8 Şubat 2018 Perşembe

D.IGNATIUS: TRUMP KUZEY KORE’YE SALDIRMAK İSTİYORSA İSRAİL’DEN BİR DERS ALMALI




David Ignatius (Washington Post gazetesi köşe yazarı, ödüllü gazeteci ve kitapları en çok satanlar listesinde yer alan casusluk romanı yazarı)
Washington Post, 1.2.2018

Tercüme: Zahide Tuba Kor

NOT: Lütfen kaynak göstermeden tercümenin bir kısmını veya tamamını kullanmayınız, alıntılamayınız, yayınlamayınız

Tel Aviv
Eğer ki Trump yönetimi gerçekten sınırlı bir askerî saldırıyla Kuzey Kore’nin cesaretini kırıp hırpalamayı düşünüyorsa öncelikle İsrail’in tecrübesini dikkatlice incelemeli.
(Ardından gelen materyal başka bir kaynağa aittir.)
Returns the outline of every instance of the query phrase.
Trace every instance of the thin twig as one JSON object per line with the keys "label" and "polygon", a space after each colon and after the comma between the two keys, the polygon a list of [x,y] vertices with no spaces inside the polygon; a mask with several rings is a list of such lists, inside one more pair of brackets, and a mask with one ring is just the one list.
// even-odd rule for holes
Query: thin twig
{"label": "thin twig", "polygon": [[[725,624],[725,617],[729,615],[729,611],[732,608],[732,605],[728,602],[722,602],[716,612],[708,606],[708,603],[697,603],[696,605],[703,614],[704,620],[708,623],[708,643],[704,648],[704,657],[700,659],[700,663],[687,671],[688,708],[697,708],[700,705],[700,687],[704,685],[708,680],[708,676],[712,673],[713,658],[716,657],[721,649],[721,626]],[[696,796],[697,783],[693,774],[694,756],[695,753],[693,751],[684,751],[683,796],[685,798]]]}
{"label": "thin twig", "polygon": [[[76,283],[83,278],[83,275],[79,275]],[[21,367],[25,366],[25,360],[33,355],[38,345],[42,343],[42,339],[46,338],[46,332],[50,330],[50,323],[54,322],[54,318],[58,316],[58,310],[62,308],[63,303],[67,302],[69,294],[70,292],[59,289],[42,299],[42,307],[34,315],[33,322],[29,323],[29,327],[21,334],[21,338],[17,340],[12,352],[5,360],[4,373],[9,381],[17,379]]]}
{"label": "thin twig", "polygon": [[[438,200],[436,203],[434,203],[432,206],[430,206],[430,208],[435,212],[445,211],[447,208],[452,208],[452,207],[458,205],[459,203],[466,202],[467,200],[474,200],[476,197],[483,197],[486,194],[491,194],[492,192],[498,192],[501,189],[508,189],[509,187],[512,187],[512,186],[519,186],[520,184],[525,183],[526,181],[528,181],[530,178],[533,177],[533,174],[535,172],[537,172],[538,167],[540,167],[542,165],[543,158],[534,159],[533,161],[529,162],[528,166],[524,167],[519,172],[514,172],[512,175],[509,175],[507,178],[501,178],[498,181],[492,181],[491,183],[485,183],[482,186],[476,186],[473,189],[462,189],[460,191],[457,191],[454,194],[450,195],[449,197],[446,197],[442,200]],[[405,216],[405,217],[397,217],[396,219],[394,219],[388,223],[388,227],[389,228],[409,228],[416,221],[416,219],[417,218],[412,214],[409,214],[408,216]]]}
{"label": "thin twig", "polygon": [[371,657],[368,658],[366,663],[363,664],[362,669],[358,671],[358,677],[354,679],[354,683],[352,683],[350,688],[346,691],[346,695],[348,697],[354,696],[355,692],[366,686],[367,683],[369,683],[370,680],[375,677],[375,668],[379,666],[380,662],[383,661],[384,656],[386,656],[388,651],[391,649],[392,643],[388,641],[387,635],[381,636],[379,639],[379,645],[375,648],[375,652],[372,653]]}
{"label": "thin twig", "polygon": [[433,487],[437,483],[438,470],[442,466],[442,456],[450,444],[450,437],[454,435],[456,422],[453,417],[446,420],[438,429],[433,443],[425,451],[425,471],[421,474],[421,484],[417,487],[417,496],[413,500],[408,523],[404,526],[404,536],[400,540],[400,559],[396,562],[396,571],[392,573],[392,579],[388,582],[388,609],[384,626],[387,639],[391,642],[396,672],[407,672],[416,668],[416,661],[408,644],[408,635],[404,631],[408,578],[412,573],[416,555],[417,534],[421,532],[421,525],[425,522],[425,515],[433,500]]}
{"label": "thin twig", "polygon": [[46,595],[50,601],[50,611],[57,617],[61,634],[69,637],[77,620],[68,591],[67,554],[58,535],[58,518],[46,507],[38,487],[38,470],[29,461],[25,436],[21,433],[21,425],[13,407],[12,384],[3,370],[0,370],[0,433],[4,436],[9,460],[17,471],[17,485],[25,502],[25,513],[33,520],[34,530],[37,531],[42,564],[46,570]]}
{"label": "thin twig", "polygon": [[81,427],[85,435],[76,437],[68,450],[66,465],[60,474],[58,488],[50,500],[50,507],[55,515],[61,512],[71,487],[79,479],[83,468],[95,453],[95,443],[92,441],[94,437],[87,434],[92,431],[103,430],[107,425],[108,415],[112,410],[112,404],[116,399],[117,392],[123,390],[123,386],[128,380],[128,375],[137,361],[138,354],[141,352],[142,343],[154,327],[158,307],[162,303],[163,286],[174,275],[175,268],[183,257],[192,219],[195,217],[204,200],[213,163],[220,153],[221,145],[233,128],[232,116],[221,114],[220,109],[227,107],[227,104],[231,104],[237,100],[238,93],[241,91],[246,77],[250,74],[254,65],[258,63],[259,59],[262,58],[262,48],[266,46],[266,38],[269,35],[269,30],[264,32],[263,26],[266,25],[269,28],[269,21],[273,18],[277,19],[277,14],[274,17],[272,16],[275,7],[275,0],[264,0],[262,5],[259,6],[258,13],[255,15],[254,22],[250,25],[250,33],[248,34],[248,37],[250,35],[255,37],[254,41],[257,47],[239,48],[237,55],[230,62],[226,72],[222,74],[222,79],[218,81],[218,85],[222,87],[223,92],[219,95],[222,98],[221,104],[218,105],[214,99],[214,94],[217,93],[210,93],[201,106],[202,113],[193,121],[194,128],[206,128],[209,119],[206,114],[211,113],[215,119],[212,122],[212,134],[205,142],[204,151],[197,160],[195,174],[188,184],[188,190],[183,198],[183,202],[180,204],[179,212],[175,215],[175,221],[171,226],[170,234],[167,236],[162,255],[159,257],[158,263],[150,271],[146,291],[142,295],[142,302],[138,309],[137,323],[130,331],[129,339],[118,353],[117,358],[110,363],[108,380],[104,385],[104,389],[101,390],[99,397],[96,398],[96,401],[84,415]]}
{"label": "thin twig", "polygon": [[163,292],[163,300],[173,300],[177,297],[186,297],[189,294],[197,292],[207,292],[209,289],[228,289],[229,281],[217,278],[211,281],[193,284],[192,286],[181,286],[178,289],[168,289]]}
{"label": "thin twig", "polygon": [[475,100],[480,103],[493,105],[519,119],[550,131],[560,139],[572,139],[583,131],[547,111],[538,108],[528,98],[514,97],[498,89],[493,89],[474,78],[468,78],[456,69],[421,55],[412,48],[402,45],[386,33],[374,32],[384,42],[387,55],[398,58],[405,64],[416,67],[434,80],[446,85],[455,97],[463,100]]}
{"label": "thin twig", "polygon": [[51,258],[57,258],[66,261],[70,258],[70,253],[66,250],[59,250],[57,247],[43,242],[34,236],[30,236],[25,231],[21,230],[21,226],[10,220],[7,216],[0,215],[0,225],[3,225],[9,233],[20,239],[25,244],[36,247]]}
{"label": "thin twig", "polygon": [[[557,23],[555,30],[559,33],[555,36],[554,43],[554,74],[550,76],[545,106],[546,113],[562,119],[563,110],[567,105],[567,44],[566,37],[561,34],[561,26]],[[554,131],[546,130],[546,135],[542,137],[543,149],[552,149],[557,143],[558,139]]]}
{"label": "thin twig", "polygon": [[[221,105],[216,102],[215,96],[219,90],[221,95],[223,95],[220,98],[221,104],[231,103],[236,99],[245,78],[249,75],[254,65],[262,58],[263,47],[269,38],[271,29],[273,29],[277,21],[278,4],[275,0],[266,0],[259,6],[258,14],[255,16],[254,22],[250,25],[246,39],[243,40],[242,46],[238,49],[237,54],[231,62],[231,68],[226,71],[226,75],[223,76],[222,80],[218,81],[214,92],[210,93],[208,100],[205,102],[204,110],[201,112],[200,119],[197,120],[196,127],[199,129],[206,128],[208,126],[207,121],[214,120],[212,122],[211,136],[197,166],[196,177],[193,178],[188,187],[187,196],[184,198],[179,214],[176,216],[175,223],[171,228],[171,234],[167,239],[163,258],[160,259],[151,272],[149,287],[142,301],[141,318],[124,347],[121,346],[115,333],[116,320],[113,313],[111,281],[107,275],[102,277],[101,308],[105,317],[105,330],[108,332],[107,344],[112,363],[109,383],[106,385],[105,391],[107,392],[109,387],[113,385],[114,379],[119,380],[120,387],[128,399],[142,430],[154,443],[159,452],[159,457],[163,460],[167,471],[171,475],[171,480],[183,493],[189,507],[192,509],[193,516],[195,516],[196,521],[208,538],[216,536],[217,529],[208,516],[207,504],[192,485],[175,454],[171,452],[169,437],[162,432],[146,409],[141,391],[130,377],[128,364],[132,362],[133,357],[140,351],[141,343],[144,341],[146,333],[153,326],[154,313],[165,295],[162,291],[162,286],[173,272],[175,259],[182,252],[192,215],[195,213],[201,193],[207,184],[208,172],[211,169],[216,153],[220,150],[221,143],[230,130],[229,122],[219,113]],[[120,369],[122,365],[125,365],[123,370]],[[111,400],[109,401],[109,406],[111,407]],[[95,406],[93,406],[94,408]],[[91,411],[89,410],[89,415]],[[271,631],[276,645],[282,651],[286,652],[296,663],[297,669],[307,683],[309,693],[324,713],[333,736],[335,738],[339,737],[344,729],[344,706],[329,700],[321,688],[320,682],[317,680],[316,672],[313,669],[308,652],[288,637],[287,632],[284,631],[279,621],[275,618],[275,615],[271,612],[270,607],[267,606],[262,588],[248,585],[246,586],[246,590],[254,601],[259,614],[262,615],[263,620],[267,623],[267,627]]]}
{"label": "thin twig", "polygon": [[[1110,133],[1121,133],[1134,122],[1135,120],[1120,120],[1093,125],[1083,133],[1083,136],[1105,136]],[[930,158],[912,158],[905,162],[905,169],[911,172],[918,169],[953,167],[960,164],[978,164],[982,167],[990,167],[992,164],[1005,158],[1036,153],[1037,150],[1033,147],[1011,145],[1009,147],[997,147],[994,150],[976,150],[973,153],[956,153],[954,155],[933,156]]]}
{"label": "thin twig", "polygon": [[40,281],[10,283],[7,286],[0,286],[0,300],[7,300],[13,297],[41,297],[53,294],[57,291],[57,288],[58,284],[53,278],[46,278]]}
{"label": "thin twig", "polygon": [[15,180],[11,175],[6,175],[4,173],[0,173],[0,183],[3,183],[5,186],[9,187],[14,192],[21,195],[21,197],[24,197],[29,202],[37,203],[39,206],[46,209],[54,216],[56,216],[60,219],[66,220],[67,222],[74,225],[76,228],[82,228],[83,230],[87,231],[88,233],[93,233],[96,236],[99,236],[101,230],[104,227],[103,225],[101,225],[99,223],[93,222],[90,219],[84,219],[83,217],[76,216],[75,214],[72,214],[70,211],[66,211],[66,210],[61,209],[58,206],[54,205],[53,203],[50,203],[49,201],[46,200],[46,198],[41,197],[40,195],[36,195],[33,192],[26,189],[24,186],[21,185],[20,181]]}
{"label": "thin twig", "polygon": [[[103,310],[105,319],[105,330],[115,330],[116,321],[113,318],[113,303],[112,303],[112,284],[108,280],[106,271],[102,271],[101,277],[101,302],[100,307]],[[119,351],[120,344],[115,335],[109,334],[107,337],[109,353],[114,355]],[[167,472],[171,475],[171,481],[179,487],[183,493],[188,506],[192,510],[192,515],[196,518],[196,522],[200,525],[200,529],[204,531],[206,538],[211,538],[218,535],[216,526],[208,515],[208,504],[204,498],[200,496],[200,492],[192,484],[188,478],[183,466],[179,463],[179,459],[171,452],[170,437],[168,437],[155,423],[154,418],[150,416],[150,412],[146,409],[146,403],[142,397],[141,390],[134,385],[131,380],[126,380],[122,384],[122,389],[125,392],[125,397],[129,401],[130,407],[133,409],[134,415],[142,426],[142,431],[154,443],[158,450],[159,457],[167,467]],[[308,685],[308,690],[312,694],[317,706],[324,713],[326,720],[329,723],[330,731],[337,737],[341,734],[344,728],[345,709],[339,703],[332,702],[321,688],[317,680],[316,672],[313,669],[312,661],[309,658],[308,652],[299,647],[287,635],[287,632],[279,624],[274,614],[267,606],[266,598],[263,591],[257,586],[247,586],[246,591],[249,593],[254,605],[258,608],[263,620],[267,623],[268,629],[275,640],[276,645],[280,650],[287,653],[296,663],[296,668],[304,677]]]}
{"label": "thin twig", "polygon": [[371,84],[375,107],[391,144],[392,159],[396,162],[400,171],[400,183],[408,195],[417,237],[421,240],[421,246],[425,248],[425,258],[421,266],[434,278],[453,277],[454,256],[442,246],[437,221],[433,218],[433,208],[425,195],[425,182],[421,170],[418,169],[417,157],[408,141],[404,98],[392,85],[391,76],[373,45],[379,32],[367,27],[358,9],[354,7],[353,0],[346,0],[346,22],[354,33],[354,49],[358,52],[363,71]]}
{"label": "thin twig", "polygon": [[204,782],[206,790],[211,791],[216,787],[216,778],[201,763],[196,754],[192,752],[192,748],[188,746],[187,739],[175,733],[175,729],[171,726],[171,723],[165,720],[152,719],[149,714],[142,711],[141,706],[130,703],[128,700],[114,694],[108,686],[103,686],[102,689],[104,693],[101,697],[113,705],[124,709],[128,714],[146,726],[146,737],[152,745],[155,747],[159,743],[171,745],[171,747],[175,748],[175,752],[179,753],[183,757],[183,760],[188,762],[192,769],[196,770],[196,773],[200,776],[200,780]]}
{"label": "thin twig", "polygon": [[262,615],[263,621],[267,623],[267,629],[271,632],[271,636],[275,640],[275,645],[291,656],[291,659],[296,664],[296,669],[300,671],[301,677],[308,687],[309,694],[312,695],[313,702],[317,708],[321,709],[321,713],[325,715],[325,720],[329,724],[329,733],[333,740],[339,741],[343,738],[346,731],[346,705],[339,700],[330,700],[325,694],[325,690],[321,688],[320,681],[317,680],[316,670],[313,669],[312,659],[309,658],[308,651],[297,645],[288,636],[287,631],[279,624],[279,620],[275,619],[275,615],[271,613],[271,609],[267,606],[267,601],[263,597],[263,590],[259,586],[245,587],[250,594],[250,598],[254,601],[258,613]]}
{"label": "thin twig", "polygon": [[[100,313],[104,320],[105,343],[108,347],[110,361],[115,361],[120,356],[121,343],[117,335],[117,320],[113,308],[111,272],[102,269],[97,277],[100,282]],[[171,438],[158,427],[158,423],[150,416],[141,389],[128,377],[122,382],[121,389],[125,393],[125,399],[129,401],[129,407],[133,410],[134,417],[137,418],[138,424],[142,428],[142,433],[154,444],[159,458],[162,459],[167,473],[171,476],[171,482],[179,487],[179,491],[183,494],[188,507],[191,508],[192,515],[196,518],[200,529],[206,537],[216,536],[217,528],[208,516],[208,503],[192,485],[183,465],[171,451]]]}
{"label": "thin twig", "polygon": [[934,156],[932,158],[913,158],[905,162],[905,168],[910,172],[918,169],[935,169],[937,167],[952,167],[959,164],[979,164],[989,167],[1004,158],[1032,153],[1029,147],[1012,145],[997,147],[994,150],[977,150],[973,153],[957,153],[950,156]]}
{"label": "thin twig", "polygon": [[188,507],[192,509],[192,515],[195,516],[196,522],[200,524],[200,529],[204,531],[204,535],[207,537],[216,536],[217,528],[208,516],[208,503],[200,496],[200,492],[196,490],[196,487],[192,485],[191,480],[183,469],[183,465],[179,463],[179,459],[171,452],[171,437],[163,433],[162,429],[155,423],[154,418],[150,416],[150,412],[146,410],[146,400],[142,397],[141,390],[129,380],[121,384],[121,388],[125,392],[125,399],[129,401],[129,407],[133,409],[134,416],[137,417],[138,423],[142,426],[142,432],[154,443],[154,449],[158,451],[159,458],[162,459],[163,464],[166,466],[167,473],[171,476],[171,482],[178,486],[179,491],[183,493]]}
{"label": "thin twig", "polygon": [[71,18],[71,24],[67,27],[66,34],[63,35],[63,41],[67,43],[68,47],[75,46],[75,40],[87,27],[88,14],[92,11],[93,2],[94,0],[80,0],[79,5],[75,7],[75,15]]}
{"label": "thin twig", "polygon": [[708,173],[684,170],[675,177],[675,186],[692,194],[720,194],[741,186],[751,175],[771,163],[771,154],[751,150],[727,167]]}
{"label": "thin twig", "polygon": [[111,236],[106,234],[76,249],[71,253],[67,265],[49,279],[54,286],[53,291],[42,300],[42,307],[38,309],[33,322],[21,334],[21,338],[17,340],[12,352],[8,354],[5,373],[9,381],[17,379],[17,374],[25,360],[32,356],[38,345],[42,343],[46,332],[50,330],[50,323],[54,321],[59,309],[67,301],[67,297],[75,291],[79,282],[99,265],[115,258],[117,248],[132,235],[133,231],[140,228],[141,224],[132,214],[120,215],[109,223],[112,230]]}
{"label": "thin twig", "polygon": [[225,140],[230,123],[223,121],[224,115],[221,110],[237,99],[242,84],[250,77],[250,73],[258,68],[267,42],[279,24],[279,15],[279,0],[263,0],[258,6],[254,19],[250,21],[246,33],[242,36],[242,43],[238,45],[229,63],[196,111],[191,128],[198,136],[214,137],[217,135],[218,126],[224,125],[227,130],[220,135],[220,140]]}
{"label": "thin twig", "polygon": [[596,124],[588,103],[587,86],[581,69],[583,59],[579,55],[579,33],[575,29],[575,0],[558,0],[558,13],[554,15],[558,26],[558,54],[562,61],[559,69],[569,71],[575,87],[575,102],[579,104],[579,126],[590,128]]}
Zira bu tecrübe, hem hızlı bir saldırının muhtemel faydalarını hem de çatışma bir kere başladığında yayılmasını engellemenin zorluğunu gözler önüne seriyor.
Tel Aviv’de düzenlenen bir konferansta İsraillilerle yaptığımız müzakereler, caydırmanın ne denli değerli olduğunu teyit ettiği gibi, bize bazı temel dersler de sundu: (i) Eğer ani bir vuruş gerçekleştireceksen bundan hiç bahsetme, (ii) hedeflerin konusunda çok iyi bir istihbarat sahibi değilsen sakın vurma, (iii) hasmının seni uzun ve kanlı bir savaşa sürüklemeyeceğinden hiç emin olma.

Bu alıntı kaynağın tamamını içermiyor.